Staff Publications

Autonomous Driving Safety

  • The Tesla Model S currently involves a level of autonomy via its autopilot mode. An NHTSA report released on January 19 2017 in response to a fatal acccident in 2016 determined that the autopilot function decreased vehicle accidents by 40 per cent. While the autopilot mode is by no means a fully autonomous driving system, it does hint at the potential for increases in vehicular safety when machines take the wheel.

Vehicle Accident Statistics

  • The United States' Department of Transport (USDOT) has determined key statistics regarding United States motor vehicle accidents in 2015. There were 35 092 motor vehicle deaths in 2015 (up from 32 744 in 2014). Around 30 per cent of these involve alcohol. There were 6.296 million police-reported crashes in 2015 (up from 6.064 million in 2014). We can reasonably expect that with the shear numbers involved, there will still be a substantial number of autonomous vehicle crashes in the future.

Autonomous Vehicle Liability

  • Professor Gary E. Marchant and Rachel A. Lindor (University of Arizona) authored The Coming Collision Between Autonomous Vehicles and the Liability System in 2012, which does a very good job of describing key aspects of liability law and how it will likely affect autonomous vehicles. They conclude that there will be an inevitable shift liability from the driver to the manufacturer. They also suggest that manufacturers (in defending potential lawsuits) will ask that accidents be considered in context - that is autonomous vehicles are much safer than non-autonomous vehicles, meaning that one needs to consider the net reduction in accidents when considering specific events.

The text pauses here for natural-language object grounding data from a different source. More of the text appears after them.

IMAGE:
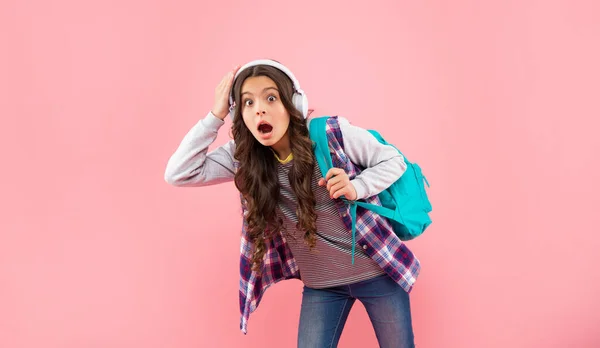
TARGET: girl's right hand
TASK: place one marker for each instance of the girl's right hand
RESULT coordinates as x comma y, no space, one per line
221,106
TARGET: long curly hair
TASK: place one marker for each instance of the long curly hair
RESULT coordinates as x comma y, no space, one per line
256,177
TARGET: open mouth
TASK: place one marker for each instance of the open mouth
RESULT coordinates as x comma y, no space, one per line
265,128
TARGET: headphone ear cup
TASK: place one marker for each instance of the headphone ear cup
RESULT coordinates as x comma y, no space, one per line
232,112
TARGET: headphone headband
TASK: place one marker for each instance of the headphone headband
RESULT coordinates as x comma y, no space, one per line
299,98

  • Professor John Villasenor (UCLA) talks about how we should not fear liability laws in his paper Products Liability and Driverless Cars: Issues and Guiding Principles for Legislation. He argues that while some people fear how liability can slow down the deployment of technology, experience has shown this to not be the case. Liability laws have successfully adapted to many emerging technologies, and we should not think otherwise for autonomous vehicle technology.

Other Resources

  • Moral Machine - From self-driving cars on public roads to self-piloting reusable rockets landing on self-sailing ships, machine intelligence is supporting or entirely taking over ever more complex human activities at an ever increasing pace. The greater autonomy given machine intelligence in these roles can result in situations where they have to make autonomous choices involving human life and limb. This calls for not just a clearer understanding of how humans make such choices, but also a clearer understanding of how humans perceive machine intelligence making such choices.